Elige los defectos personales de su adversario para ridiculizarlo. Fabrica odio
sin descanso, es su hábitat natural.
Alrededor del poder pululan los
babosos pelotillas y aduladores. Pero el que alaba está solicitando favores y
ventajas, es en el fondo un mendigo.
En
los regímenes autoritarios y también en algunos democráticos existe la figura
del chivato que se aposta donde concurre la gente para denunciar a los que
contradigan al poder dominante. También cumplen la función inversa actuando de
correveidiles cuando al poderoso le interesa mejorar su reputación o para
propagar algún chisme de un oponente, muchas veces de connotación sexual.

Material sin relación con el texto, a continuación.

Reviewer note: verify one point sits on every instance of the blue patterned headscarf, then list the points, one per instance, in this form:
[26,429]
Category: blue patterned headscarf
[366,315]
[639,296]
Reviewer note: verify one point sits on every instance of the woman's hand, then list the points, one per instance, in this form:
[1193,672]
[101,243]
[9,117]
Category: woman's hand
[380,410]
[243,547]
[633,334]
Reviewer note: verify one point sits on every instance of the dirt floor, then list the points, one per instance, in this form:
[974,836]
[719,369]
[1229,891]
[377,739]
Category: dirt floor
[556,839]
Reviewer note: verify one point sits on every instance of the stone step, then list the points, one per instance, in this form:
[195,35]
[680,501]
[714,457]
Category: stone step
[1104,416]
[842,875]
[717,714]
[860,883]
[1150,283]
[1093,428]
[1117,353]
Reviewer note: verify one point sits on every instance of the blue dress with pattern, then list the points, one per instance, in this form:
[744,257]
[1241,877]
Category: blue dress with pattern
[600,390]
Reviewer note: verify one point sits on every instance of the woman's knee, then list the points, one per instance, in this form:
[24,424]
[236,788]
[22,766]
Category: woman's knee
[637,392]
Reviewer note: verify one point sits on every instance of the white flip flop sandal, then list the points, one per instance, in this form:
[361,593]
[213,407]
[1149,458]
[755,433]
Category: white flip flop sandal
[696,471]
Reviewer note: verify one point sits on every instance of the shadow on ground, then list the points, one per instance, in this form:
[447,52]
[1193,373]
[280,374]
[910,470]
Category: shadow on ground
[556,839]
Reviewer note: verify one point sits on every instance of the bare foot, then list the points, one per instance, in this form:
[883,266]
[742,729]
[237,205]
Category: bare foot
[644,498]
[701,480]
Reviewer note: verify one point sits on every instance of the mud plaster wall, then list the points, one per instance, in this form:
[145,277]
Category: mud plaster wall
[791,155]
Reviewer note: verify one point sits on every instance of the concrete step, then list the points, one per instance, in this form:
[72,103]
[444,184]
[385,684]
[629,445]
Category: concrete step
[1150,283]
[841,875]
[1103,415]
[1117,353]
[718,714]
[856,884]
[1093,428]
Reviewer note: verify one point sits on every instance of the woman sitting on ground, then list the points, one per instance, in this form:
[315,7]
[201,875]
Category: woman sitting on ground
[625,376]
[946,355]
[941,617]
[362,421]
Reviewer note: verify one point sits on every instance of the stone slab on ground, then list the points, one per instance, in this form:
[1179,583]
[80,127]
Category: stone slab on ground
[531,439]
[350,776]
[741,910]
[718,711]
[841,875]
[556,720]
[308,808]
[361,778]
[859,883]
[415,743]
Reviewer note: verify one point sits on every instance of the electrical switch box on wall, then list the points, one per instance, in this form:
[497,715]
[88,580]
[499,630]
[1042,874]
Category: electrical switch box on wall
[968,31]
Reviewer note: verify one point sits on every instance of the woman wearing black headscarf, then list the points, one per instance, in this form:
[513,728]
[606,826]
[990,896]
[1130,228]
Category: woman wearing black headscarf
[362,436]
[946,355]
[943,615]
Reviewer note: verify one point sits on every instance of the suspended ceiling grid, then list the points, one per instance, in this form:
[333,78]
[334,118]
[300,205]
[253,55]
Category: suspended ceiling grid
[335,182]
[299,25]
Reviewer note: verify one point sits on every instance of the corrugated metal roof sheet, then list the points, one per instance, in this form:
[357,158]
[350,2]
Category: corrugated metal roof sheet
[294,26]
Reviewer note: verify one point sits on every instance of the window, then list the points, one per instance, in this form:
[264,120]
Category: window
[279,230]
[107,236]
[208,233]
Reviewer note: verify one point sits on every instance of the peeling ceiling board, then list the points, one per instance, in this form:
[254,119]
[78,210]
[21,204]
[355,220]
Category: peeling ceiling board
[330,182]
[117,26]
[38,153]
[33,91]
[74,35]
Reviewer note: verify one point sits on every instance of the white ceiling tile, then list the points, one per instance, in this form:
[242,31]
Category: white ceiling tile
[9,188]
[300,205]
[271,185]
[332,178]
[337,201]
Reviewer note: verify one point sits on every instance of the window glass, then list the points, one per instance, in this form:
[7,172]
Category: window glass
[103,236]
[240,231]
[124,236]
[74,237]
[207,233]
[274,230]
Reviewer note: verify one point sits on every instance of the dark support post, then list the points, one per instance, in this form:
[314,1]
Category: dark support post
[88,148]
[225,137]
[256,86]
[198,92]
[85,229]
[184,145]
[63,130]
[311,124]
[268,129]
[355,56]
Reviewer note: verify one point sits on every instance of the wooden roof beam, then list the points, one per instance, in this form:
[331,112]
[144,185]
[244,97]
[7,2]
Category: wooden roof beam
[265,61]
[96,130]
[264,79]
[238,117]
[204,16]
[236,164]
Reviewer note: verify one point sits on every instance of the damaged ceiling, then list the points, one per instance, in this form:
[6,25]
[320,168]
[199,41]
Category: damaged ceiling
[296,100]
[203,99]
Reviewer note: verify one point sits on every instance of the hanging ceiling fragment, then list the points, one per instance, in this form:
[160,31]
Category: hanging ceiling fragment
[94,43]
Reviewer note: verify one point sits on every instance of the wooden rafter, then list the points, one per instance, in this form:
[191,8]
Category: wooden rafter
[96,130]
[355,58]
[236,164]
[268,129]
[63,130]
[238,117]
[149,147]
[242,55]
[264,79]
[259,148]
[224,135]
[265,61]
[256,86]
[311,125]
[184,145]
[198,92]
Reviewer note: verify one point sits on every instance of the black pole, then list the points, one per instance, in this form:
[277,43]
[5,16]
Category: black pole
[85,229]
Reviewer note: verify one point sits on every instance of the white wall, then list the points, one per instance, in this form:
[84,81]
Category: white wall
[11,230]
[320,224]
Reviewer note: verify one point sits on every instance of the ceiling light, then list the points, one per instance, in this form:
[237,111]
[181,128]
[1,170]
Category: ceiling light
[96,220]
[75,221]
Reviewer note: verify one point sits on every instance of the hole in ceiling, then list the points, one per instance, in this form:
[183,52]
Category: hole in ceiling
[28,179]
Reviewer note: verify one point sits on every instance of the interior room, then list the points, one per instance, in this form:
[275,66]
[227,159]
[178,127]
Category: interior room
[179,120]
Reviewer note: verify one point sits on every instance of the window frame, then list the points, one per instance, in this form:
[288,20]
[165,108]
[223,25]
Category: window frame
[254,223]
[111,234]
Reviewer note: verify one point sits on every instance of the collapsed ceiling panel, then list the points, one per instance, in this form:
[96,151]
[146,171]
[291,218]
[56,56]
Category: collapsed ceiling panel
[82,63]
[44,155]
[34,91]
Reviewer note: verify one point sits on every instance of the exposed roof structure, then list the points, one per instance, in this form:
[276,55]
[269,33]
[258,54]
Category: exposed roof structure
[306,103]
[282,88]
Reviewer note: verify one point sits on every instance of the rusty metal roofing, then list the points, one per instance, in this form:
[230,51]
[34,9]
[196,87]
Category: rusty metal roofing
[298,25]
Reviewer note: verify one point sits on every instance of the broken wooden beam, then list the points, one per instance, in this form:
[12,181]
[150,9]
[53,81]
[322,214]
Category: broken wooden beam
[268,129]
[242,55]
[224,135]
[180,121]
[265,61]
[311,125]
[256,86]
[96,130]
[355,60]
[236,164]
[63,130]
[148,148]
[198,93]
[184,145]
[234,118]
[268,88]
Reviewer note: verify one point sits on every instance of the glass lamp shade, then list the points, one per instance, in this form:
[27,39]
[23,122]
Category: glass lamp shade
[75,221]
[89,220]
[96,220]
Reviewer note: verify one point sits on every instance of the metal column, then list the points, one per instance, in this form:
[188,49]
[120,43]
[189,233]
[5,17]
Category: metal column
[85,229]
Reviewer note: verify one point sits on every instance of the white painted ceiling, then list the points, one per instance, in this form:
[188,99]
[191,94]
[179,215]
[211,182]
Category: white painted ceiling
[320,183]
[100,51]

Además, todo inferior en la pirámide organizativa está obligado a informar a su
superior no solo de los aspectos técnicos sino también de todo lo relacionado
con la vida privada de los subordinados que le pueda afectar.
Una
empresa despide a un trabajador. Su puesto lo ocupa un miembro de la familia de
un concejal y este, a su vez, coloca en el ayuntamiento a un miembro de la
familia del empresario. Es la política del nepotismo: enchufar a los parientes
en los empleos públicos o privados. Por eso es conveniente tener “una lista de
contactos”.
El
poderoso se vuelca con cada uno durante las entrevistas: con el banquero, con
el político, con el empresario, con el obispo… prestándole toda la atención al
negocio que se traen entre manos, y aunando los métodos del pedagogo con las
tácticas del espía.
Plauto
decía que “el hombre es un lobo para el
hombre”. Por eso la mayoría vive a la defensiva, acaso con miedo. Solo la
minoría vive al ataque, practica la ambición.
La
autoridad moral se basa en la capacidad y se adquiere con el respeto y la
ejemplaridad; y ayuda a desarrollarse a las personas. La autoridad irracional
se basa en la fuerza y explota a la persona sujeta a esta. Su energía
motivadora es la agresividad.
“El dinero tiene la curiosa propiedad de
que, siendo a veces causa, medio y efecto de los delitos más horrorosos, él
sale de ellos indemne, limpio de polvo, paja y sangre, joven, inmaculado e
inocente, listo para ser puesto otra vez en circulación y ser amado de nuevo,
cual virgen perpetua y siempre muda, que se vende al mejor postor sin decir ni
pío”. (La ambición, Emilio López Medina, Univ. De Jaén).